It was a rainy weekend here in Taiwan, so I spent a lot of time watching videos and browsing around Youtube. I came across an episode of The Twilight Zone from 1985 called Wordplay. As the name suggests the episode is related to language, and as I watched it really struck a chord with me as a language learner.
The protagonist, Bill Lowery, is a salesman who has been tasked with remembering the names of the new set of medical supplies he is to sell. He finds the task difficult and even has trouble pronouncing the words.
Throughout the next day he starts to notice that the words people are using in regular conversation don’t make any sense in the context. A neighbour refers to the breed of his dog as ‘encyclopedia’. A colleague asks his advice on where to go for ‘dinosaur’, referring to lunch. He asks his wife to define the word ‘lunch’ to him, to which she responds that it’s a colour.
Eventually, all the words in the English language have changed in meaning, and Bill can’t understand anything. The episode ends with Bill reading one of his son’s picture books. He looks a picture of a dog and repeats the word ‘Wednesday’.
The episode resonated with me because if you think of the story in reverse, it’s very similar to how you begin when you start learning another language. Especially if you go to live in the country and immerse yourself, like I did when coming to Taiwan.

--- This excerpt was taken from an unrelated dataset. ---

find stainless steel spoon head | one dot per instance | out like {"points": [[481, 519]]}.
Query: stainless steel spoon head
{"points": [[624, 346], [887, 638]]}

Playing the story in reverse, Bill starts to learn new words. First learning the word for dog ‘Wednesday’, but the majority of the language he can’t understand. He is unable to communicate with people, relying on gestures and the reactions of his wife to other people speaking. Gradually he learns new words, such as ‘lunch’, ‘dinosaur’ and ‘encyclopedia’ until eventually he is able to have a conversation.
Obviously this is a lighthearted look at the process of learning a language, and doesn’t take into account the etymology of the words used – though maybe in this alternate world it does make sense. The best thing is Bills frustration when he is unable to communicate and people look at him bewildered as he shouts in English expecting people to understand him. Anyway, if you’re learning Chinese, or any language, you should get a kick out of this episode.